While two significant interaction effects were found in the model examining interactions between sympathy and gender identity (Model 3b), the results did not show any of the message types as more effective for people who identify as male but highlighted a negative effect of the “privilege of the rich” messages on sympathetic responses among male-identified participants. This further supports our findings that a “plight of the poor” frame may be more effective for evoking empathetic responses for subpopulations considered difficult-to-reach. It also suggests that messages that highlight the privilege of the rich may not resonate with a male-identified audience. These findings could be used to inform the development of public awareness campaigns (e.g., Message 2 informing the development of radio and television ads; social media videos) to help shift the public narrative regarding the SDOH and heath inequities toward a more empathetic response, with the goal of promoting greater advocacy and policy action.

Limitations

There are several commonly cited limitations of using an online quantitative survey as a method of data collection [37]. Despite conscious testing for reliability and validity, there may be items that do not work well. If a question is misinterpreted by a large number of respondents, this will decrease the reliability of the item and the validity of the survey. This is especially a problem when using a survey, because there is no option to probe respondents. Another limitation relates to the recruitment process. While there are many benefits to using an outside research firm to recruit participants, this could also create an unrepresentative sample, as all participants will inherently have something in common—their affiliation with the firm. For example, the age distribution in the sample was not representative of the province of Ontario. Additionally, in the context of this specific project, the representativeness of the sample may be limited, as the survey was only in English, thus omitting non-English participants. Social desirability bias may affect participants’ responses, particularly for items to which responses may insinuate laying blame on individuals for health inequities. The message content reflected the experiences of SDOH of only one identity—that of a white, male character. Given the privilege associated with this identity, this character’s narrative may not have resonated with all participants. Future research should examine the effectiveness of SDOH narratives of diverse identities on eliciting empathy and support for solutions to health inequities.
The goal of this work is to contribute to the development of messages that will increase Ontarians’ awareness and empathy about the SDOH and health inequities in the province to ultimately shift public opinion and increase political will surrounding health equity policy changes. Ideally, a narrative change will lead to attitudinal change, which will lead to health policy change.
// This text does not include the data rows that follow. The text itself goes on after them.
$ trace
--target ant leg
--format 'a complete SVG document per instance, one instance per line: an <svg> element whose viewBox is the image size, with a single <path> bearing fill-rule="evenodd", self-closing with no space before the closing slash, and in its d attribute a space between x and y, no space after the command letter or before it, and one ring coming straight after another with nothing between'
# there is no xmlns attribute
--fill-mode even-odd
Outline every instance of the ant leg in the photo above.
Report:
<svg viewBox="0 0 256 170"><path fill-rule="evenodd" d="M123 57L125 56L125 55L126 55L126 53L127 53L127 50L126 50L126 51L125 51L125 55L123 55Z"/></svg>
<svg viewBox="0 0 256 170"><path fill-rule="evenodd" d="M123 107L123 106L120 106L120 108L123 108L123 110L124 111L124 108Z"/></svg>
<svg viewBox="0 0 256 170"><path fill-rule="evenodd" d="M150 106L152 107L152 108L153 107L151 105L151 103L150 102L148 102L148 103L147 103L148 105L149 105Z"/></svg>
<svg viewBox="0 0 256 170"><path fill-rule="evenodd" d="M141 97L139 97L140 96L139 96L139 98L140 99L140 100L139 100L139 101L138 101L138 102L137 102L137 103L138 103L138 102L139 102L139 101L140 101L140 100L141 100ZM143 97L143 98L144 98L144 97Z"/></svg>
It is recognized that this is not a short-term process and that raising critical consciousness about the SDOH and changing attitudes and attributions of health inequity may not lead directly to attitude change and policy change without a good knowledge translation and exchange plan to encourage political action. Furthermore, a public awareness campaign alone may not lead to narrative change and additional interventions may be necessary, accompanied by rigorous evaluation.
However, even if a shift in public opinion and problem definition of health inequity occurs, there may still be barriers to policy change. Greater public awareness does not necessarily mean that governments will act. The concept of the SDOH is not novel, yet there is little direct policy in place to reduce health inequities in Ontario [10,38]. This lack of action could be the result of many barriers. For example, there may not be enough existing evidence about what changes to policy work to decrease health inequity or there are other actors within the health sector that have more power over policy decisions than the general public [38]. Some literature suggests that “reframing social inequality as a problem of health medicalizes the problem of inequality, making it seem less amenable to systemic or structural solutions” [38] (p. 656). It is a difficult balance to strike; framing health inequity as solely the responsibility of individuals will not result in policy that eliminates negative effects of social determinants on health, while framing health inequity as a social problem can make the issue seem difficult to solve. Future research should explore the effectiveness of these messages for raising awareness of SDOH and solutions to health inequities among policy-makers.
However, it has been documented that political will is often needed to make policy changes, and there is literature to support the need for a public understanding of a problem before political engagement and policy change can take place [2,7,39,40,41,42], as well as literature to show the connection between narrative change, attitudinal shifts, and policy change [43,44]. Considering past work on public opinion in Ontario around SDOH and health inequity, it is clear that there needs to be a general shift away from the individualistic ideals of citizens to a collective view of health through increased awareness of the effects of SDOH before there will be any public traction behind SDOH related health policy changes [3,7,15]. It is noted that the connection between awareness and policy change is indirect and should be framed as so.

5. Conclusions

The WHO [7] has stated that addressing the SDOH and health inequities is an ethical obligation. By definition, health inequities are avoidable and, therefore, unjust. Despite the evidence of the effects of the SDOH on health outcomes, Ontario is not allocating enough resources toward strengthening the SDOH and reducing health inequities [2]. Changes to policy are considered to be the best way to decrease the negative effects of the SDOH [2,7]. Among a sample of Ontarians, over half believed that everyone in the province had an equal chance at a healthy life, but that the government had no role to play in addressing health inequity [15], suggesting a lack of awareness of the SDOH, resultant health inequities, and the critical role that government policy-making can play in addressing these issues [2,7]. Raising awareness through narrative change techniques has been shown to contribute to shifts in attitude and subsequent policy change [43,44]. Our findings suggest that the use of a hybrid message emphasizing both individual and social responsibility for health may be effective for eliciting empathetic responses from the public. Public awareness campaigns on the SDOH and health inequities that highlight the experiences of marginalized populations through narrative messaging, similar to that tested in this study, could be an important step in increasing the political will, which is necessary to implement policies and programming that will address these issues. This action is even more imperative in the current context of the COVID-19 pandemic, when marginalized populations are most affected by the virus and its impacts [14,45]. Attempting to shift the dominant narrative of individualistically determined health has the potential to decrease victim-blaming and increase the public’s recognition of the larger social structures influencing health, while putting pressure on governments to act and address health inequities.

Author Contributions

Conceptualization, M.K., K.S., A.M.L.P., A.L., C.Q., L.B. and D.W.; methodology, M.K., K.S., A.L. and C.Q.; analysis, E.C.; writing—original draft preparation, E.C.; writing—review and editing, M.K., K.S., A.M.L.P., A.L., C.Q., L.B., D.W. and E.C.; supervision, M.K., K.S. and A.M.L.P. All authors have read and agreed to the published version of the manuscript.

Funding

This research received no external funding.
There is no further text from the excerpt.